Medication Administration Errors and Noncompliance With Physician Orders
Penalty
Summary
The deficiency involves the facility failing to maintain a medication error rate below 5 percent, with surveyors identifying an 8.33 percent error rate during observation. For one resident with moderate cognitive impairment and no care plan focus or interventions for independent medication administration, an RN prepared multiple morning medications, including a nebulized Ipratropium-Albuterol treatment and oral medications such as Milvexian, Levothyroxine, acetaminophen, aspirin, Cymbalta, Levetiracetam, Meloxicam, Pantoprazole, Senna, and Cholecalciferol.
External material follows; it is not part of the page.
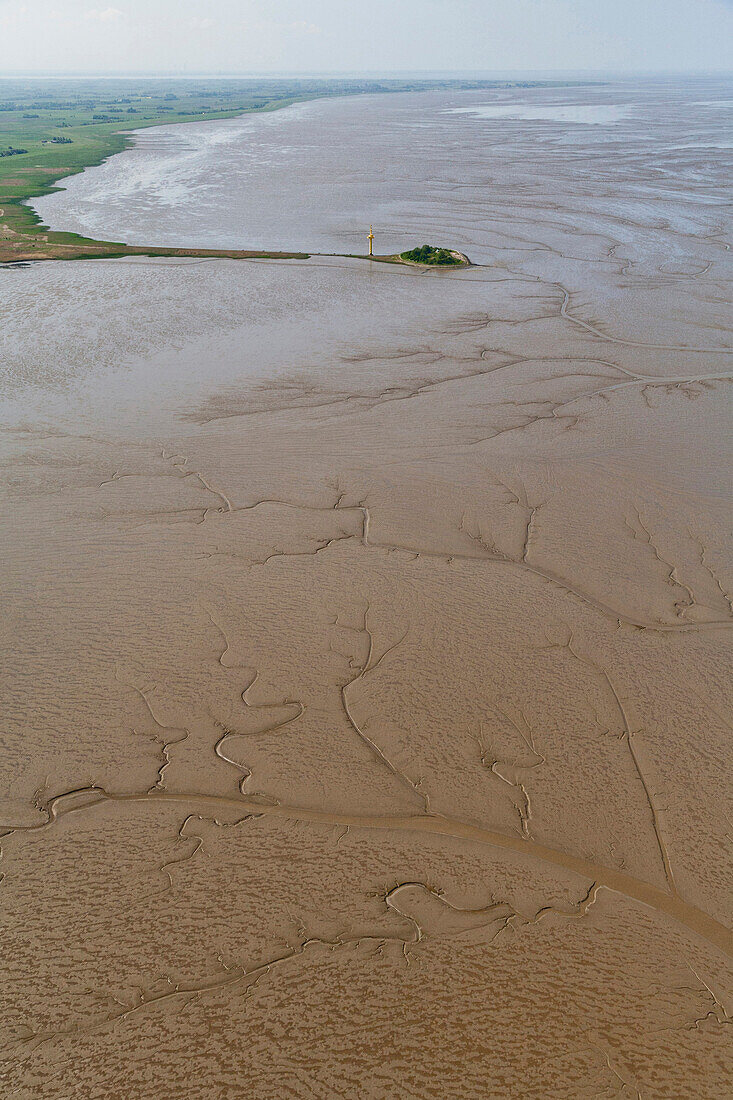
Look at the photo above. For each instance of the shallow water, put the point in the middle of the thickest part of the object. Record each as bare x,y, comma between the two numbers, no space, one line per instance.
364,629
The RN poured the nebulizer solution into the canister but did not start the nebulizer, then left the room and documented the treatment as completed in the electronic medical record. Subsequent observations showed the resident briefly turned the nebulizer on and then off, did not resume the treatment, and went to breakfast, leaving the medication still in the nebulizer canister. The DON confirmed the resident did not have an order for self-administration and that staff should not leave medications at the bedside or document administration before ensuring completion. Another resident with moderate cognitive impairment was observed receiving multiple medications, including Omeprazole, aspirin, Dulera inhaler, Fluticasone, Duloxetine, Guaifenesin, PreserVision ARED 2+ Multi Vital, Torsemide, and Cholecalciferol. After administering the medications, nasal spray, and Dulera inhaler, the RN did not provide water or an empty cup for the resident to rinse her mouth, despite a physician’s order specifying that the resident should rinse her mouth after each use of the Dulera inhaler. The facility’s Medication Administration Protocol required that all medications be administered in accordance with physician orders, prohibited documenting medications prior to administration, prohibited leaving medications at the bedside, and required staff to assure medications were taken prior to leaving the resident. The observed practices with both residents were inconsistent with these requirements and contributed to the identified medication error rate above the acceptable threshold.